On leur a demandé de sortir de la voiture, de mettre les mains sur la tête et de remettre leur téléphone.
Selon Human Rights Watch, quatre à six hommes russophones leur ont donné des coups de poing et de pied alors qu’ils étaient allongés sur le sol. Un par un, ils ont été tirés de la foule, forcés de s’agenouiller et d’une balle dans la tête.
Les spectateurs auraient commencé à prier bruyamment – au milieu du bruit et de la confusion, les deux captifs ont réussi à s’échapper.
Human Rights Watch a également documenté la détention et la torture de combattants russes à Bambari en 2019.
Un commerçant détenu pour suspicion de rébellion affirme que ses doigts ont été coupés par des ravisseurs russes en janvier 2019.
« Ils m’ont durement frappé les jambes avec des barres de fer et des couteaux. J’avais les chevilles menottées. L’un d’eux a dit par l’intermédiaire d’un interprète : ‘On va te couper les doigts' », a déclaré Mohammad Nur Mamadou lorsqu’il était en captivité.

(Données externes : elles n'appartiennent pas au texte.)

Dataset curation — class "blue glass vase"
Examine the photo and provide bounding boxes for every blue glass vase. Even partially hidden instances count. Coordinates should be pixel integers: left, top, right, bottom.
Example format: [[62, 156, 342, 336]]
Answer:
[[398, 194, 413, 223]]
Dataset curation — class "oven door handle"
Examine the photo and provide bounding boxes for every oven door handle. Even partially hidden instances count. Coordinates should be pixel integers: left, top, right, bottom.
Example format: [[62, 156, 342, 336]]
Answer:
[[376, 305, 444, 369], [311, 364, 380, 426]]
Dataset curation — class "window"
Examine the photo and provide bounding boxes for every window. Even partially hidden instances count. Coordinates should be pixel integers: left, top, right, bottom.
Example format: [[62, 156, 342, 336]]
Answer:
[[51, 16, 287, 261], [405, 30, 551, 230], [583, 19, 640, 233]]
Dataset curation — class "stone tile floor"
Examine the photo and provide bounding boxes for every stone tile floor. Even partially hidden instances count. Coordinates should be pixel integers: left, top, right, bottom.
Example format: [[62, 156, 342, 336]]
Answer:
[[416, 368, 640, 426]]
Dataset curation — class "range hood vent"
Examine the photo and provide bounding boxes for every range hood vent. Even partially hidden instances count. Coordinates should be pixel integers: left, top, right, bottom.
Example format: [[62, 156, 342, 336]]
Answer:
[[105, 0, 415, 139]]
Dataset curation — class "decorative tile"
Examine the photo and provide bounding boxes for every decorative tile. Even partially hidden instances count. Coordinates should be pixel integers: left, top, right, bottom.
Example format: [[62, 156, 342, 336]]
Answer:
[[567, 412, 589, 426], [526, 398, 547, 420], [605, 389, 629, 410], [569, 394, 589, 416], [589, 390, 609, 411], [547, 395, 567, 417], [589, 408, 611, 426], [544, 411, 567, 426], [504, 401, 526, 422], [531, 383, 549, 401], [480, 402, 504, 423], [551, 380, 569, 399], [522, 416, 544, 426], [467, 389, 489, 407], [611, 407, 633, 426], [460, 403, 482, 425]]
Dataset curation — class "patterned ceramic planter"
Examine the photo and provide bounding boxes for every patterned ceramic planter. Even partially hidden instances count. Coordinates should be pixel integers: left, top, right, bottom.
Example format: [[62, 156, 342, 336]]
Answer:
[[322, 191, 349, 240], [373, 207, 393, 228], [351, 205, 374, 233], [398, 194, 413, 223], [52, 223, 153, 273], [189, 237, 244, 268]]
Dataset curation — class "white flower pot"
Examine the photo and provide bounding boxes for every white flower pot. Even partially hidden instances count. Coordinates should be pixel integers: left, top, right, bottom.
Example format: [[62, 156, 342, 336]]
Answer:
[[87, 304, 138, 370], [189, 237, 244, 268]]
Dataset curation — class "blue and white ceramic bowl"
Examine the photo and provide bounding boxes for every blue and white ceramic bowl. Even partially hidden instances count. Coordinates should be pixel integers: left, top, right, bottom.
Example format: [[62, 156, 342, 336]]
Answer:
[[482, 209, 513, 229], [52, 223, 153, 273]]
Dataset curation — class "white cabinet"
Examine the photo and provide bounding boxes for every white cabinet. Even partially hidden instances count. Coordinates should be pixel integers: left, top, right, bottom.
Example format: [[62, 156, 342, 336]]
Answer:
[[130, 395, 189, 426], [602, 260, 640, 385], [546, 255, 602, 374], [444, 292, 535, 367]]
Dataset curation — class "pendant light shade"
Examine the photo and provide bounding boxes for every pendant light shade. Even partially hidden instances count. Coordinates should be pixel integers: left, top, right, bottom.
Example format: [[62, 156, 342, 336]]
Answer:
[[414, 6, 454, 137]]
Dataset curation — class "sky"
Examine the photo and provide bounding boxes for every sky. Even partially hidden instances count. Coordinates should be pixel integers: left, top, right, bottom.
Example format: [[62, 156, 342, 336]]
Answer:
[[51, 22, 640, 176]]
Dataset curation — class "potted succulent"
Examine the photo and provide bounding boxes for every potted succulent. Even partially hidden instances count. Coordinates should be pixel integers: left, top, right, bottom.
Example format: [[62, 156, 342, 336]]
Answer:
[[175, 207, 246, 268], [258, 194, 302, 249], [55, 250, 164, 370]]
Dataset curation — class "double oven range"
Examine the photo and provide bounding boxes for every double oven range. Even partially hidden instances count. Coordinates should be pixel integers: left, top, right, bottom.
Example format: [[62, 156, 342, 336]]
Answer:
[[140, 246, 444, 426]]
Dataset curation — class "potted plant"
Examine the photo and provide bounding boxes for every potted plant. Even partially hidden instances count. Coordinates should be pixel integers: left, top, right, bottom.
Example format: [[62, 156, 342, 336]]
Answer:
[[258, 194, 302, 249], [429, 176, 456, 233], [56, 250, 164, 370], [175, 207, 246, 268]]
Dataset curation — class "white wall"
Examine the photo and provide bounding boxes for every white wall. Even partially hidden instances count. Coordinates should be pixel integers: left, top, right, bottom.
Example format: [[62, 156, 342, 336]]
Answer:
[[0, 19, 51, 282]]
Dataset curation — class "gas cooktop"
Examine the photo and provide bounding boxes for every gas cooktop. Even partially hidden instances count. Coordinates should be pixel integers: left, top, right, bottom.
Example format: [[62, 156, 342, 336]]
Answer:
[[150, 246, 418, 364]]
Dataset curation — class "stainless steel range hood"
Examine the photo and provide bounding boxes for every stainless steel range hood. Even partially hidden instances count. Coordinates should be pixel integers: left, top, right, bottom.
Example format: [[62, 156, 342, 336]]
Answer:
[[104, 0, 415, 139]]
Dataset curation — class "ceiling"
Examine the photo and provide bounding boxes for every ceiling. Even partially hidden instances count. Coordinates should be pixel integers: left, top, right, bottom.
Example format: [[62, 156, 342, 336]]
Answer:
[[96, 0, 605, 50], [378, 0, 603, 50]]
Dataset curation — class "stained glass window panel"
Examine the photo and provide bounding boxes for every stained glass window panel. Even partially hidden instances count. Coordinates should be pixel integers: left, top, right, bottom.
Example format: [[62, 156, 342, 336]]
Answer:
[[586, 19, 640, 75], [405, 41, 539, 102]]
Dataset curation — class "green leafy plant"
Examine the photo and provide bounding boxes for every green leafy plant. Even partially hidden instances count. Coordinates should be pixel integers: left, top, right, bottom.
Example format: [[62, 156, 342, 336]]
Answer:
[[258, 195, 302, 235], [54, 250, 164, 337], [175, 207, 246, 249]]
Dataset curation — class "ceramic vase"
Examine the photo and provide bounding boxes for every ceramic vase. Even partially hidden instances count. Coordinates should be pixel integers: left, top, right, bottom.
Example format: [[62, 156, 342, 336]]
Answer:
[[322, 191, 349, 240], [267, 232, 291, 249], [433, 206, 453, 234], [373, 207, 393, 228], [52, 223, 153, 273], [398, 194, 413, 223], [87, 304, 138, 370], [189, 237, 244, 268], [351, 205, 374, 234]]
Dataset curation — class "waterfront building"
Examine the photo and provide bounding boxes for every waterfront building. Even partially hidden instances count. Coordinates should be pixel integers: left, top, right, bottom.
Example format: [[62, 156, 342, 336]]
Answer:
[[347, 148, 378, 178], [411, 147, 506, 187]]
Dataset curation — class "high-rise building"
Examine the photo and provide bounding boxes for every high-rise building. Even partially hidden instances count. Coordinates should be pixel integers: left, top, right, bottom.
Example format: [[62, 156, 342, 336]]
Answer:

« Je criais ; ça faisait tellement mal. Ils ont ensuite sorti une chaîne, l’ont enroulée autour de mon cou et l’ont serrée.
« Je criais ; ça faisait mal. Puis ils ont pris une chaîne et l’ont mise autour de mon cou et l’ont serrée. Je suis tombé. Un Russe a mis une brique dans ma bouche et l’a frappé. Ça m’a fait perdre une dent. »
Il a ensuite raconté aux journalistes son calvaire et l’affirmation de Human Rights Watch selon laquelle il avait ensuite été tué dans des circonstances inconnues en septembre 2019.
Les relations de la Russie avec la République centrafricaine ont été connues pour la première fois en 2018, lorsqu’un accord a été conclu selon lequel d’anciens officiers militaires russes viendraient dispenser une formation militaire.
Le 30 juillet 2018, trois journalistes russes réalisant un documentaire enquêtant sur l’implication de Wagner dans le pays ont été abattus – et les auteurs des meurtres n’ont jamais été retrouvés.
La République centrafricaine a souffert de conflits depuis son indépendance en 1960. En 2013, des insurgés majoritairement musulmans ont pris le contrôle du pays majoritairement chrétien. Des milices d’autodéfense se sont organisées pour riposter, entraînant des tueries généralisées dans les cercles religieux.
Après l’arrivée au pouvoir du président Faustin-Archange Touadella en 2016, le pays a commencé à déplacer son alliance stratégique de l’ancienne puissance coloniale française vers la Russie.
Human Rights Watch a déclaré que l’absence de responsabilité alimente une grande partie de la violence et a appelé le gouvernement à enquêter et à poursuivre tous les responsables de meurtres, de détentions illégales et de torture, y compris les militaires étrangers.